言いたいことが言えなくても。人は常に前を向いて生きなければ。
いつか、誤解が解けるかもしれない。
豪華スターが勢ぞろいな上に、人間関係が非常に複雑だ。
頭の中に相関図を描きながら見ないと、途中で訳が分からなくなる。
波が低いニースの海に入って自殺とは。あまり、ありえない話だが。
それは、さて置き。南仏好きな人にとって、ロケーションが魅力的。
一瞬映っただけで、すぐにオッ!と気がつく場所が満載だ。
ガブリエルの豪邸や墓は、ニースの旧市街や港を臨むフェラ岬に。
カトリーヌ・ドヌーヴ演じるアリスが滞在したのはニース屈指の
超高級ホテル、ネグレスコ。
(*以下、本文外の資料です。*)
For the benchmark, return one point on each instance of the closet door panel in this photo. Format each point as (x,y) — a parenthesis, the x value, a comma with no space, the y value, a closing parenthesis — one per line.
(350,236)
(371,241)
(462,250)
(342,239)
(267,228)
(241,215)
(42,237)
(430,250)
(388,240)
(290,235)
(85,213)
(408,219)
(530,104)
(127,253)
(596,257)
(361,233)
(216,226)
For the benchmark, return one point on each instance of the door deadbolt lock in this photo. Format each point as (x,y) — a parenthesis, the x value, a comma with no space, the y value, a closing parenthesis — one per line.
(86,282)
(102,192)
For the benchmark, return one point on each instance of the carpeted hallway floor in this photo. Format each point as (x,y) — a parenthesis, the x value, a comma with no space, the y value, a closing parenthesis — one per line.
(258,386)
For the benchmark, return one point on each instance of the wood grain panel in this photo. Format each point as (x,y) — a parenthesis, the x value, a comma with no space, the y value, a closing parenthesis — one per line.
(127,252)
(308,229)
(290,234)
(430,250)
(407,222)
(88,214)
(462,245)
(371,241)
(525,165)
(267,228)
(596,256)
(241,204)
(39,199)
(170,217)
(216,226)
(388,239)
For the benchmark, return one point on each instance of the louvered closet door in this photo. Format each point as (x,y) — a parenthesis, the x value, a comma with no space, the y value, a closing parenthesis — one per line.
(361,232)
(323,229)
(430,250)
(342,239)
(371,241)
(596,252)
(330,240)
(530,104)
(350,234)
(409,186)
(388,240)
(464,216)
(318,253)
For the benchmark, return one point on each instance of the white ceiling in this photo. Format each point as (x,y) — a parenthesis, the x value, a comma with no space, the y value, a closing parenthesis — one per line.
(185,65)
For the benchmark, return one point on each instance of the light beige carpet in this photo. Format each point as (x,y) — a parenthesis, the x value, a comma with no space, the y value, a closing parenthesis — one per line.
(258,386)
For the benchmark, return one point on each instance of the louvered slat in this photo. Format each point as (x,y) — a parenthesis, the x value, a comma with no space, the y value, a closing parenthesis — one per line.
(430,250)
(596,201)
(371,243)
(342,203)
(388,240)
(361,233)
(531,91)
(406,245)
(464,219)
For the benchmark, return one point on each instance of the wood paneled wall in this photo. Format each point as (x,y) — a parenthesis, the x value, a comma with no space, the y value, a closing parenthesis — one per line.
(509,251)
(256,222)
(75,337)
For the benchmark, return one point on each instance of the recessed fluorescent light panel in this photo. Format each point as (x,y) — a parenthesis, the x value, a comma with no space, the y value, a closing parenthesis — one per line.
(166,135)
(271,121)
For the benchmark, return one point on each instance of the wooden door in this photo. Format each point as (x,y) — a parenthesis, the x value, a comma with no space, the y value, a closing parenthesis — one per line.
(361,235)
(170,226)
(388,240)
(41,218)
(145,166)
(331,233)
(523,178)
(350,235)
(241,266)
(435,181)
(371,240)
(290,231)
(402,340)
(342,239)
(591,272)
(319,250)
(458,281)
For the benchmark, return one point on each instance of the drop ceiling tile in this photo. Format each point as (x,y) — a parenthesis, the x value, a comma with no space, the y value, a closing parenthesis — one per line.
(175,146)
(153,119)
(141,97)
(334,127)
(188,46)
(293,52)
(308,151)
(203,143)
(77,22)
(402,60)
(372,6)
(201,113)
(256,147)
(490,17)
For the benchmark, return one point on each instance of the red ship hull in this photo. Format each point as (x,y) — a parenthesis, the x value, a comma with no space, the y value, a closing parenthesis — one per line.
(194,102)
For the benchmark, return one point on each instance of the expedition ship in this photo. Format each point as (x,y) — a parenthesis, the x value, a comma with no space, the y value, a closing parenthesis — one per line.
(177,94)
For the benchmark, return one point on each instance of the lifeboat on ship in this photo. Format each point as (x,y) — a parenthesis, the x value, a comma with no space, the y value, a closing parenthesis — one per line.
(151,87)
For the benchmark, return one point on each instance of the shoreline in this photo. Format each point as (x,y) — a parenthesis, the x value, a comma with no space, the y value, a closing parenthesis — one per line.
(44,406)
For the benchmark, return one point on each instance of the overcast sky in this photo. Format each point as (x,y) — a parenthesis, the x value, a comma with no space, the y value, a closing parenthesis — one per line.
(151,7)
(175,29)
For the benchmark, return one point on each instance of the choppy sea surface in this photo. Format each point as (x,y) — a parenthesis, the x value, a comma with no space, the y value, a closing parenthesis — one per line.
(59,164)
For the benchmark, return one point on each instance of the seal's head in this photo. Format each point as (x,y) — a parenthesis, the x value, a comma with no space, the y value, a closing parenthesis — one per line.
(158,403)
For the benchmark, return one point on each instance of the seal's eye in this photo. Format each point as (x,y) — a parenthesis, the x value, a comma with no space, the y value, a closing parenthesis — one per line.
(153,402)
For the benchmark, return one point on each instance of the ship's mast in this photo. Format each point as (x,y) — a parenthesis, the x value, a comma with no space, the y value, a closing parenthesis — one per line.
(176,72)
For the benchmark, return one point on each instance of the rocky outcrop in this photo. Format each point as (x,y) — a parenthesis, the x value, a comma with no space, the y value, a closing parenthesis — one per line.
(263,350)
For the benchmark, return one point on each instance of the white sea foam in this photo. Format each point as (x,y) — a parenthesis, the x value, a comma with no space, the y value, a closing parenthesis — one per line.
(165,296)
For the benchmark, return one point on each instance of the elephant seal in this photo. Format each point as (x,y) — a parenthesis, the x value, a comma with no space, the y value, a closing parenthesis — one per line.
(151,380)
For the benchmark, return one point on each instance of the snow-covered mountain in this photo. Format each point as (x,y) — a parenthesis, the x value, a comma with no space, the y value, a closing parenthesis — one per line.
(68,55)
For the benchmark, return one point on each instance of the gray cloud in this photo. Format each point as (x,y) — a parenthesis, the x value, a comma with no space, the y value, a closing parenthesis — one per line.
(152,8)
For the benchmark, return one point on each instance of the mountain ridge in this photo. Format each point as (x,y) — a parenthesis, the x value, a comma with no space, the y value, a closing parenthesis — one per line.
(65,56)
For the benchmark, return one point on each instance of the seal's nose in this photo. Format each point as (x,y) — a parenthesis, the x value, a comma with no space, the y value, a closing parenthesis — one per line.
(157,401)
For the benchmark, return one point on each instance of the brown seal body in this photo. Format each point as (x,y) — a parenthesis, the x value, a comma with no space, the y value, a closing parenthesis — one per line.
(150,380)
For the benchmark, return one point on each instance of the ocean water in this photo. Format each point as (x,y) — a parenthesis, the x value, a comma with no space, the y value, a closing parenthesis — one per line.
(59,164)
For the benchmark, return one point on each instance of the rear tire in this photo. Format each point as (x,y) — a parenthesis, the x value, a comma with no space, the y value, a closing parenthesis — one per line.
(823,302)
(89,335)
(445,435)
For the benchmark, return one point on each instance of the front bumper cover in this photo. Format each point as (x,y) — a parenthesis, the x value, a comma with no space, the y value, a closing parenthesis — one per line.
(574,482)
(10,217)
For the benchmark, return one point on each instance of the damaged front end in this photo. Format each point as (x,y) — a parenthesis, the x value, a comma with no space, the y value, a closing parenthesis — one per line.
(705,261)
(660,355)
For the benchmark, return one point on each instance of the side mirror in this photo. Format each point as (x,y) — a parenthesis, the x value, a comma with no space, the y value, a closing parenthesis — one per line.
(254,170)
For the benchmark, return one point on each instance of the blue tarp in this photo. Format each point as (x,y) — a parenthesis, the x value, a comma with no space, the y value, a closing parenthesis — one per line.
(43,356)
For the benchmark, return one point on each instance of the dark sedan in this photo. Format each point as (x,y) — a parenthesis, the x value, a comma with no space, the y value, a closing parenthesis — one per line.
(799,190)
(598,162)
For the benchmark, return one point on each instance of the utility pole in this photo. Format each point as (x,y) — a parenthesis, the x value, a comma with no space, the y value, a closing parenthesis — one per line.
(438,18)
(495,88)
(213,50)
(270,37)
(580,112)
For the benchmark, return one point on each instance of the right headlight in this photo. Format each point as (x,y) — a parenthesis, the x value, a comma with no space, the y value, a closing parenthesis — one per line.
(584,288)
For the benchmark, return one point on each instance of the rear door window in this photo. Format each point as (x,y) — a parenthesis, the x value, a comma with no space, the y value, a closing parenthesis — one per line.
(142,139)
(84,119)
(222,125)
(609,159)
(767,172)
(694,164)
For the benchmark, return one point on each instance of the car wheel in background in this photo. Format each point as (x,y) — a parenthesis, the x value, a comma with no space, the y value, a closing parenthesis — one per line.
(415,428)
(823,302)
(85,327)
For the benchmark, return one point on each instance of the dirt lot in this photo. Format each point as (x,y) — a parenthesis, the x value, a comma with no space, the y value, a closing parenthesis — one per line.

エマニュエル・ベアールが演じたレアは
ヴィル・フランシュのホテル・ウェルカムに滞在していた。
傷心のニッキーが訪れたのは、モナコの水族館。
最後にガブリエルが現れる場所は、天使の湾。
予告編を見て、ヴァレリー・ルメルシエが演じたキャバレーの
振り付け師が気になった。彼女も絡んで来るのかと思っていたが。
意外と出番が少なく、残念だった。いやいや、だが、しかし。
実際は、相関図に関係してくる人物なのかもしれない。